Getting started with TensorFlow
So you've got a new system and you want to install TensorFlow for some machine learning projects? In this guide, we'll get you started by showing you how to install TensorFlow and the Keras API, and then we'll make sure that everything's working with a quick sample project.
Before you get started, you're going to need Python installed in your system. Getting Python up and running is beyond the scope of this article, but Linux and macOS machines should already have Python on their systems. Windows users can either enable the Windows Subsystem for Linux, or they can install Python from the project's website.
Python is a popular language for data analysis and machine learning, and it's one of the supported languages for the platform.
In addition to Python we'll be calling on several popular Python libraries including Numpy and Matplotlib. Both of those can be installed using Python's PIP package manager.
- NumPy is a fundamental package for scientific computing with Python. It's used for working with arrays, but also has functions for working in domain of linear algebra, fourier transform, and matrices.
- Matplotlib is a comprehensive library for creating static, animated, and interactive visualizations in Python.
What is TensorFlow?
If you're unfamiliar with TensorFlow it's an open source machine learning library developed by the Google Brain Team. With TensorFlow you can build projects for object, speech, or text recognition among many other things.
If you look online you'll see fun beginner projects with TensorFlow such as creating a Sudoku-solving machine, a computer that can play a video game, and handwriting text recognition.
Any TensorFlow project will use a few critical terms that we should have a cursory understanding of.
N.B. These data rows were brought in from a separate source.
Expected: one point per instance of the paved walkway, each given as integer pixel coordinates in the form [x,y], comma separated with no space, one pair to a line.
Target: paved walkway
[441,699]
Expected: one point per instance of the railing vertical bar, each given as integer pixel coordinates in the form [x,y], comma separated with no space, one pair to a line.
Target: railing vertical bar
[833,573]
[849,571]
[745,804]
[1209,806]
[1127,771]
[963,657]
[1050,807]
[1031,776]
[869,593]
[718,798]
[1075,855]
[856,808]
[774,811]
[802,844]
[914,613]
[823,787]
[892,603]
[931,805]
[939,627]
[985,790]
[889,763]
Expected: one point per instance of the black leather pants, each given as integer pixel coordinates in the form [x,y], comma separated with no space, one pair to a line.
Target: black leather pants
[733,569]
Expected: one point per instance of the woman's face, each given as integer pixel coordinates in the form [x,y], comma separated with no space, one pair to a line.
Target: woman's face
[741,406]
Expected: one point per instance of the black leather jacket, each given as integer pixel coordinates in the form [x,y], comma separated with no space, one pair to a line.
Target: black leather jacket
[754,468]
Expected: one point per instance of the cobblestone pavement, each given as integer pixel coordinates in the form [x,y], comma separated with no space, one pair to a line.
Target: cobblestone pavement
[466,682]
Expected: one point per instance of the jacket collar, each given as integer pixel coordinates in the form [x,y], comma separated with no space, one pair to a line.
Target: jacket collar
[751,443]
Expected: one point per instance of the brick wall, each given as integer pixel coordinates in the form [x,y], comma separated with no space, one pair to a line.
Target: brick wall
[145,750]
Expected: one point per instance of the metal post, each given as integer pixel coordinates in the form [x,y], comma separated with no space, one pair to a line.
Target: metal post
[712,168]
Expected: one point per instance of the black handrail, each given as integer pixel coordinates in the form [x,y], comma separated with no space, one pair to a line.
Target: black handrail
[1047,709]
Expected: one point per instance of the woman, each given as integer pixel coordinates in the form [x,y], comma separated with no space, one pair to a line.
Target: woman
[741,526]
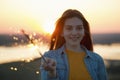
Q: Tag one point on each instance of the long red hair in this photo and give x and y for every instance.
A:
(57, 40)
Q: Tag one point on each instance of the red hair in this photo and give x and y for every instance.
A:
(57, 40)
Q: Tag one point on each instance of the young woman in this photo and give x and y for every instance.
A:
(71, 55)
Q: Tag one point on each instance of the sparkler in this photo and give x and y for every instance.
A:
(32, 42)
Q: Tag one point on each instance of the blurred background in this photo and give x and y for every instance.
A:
(20, 59)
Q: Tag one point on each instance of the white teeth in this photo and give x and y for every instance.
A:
(74, 38)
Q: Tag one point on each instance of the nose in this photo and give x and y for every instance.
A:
(74, 32)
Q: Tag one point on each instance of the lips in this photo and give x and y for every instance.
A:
(74, 38)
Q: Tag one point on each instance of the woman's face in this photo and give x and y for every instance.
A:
(73, 31)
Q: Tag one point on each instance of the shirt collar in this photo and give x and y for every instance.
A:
(62, 51)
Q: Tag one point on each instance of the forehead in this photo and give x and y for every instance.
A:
(73, 21)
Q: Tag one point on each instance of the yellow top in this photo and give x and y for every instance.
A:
(77, 67)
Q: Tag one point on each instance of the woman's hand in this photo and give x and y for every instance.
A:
(50, 66)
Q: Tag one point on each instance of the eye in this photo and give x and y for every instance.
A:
(79, 27)
(68, 27)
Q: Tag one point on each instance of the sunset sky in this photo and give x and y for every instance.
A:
(40, 15)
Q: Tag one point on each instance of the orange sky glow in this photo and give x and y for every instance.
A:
(40, 15)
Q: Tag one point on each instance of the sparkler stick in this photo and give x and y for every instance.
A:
(31, 41)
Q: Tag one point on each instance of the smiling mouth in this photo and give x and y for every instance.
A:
(74, 38)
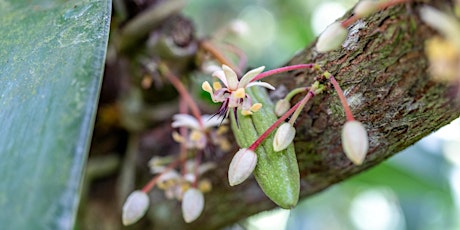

The first is the project’s namesake, tensors. A tensor is a multi-dimensional array. We won’t get too deep in the woods here, but an array is a collection of ordered data of a single type.
In the case of tensors the array is a collection of vectors - vector math being a critical component in machine learning. Tensors in TensorFlow are also immutable meaning once they are created they can’t be updated. Instead, new ones have to be created.
The other term to understand is layer, which is the building block for an artificial neural network. There are three major types of inputs that apply not only to TensorFlow but machine learning in general:
- input layers take in the data for the model
- hidden layers do the computation on the inputs
- output layers then present the results.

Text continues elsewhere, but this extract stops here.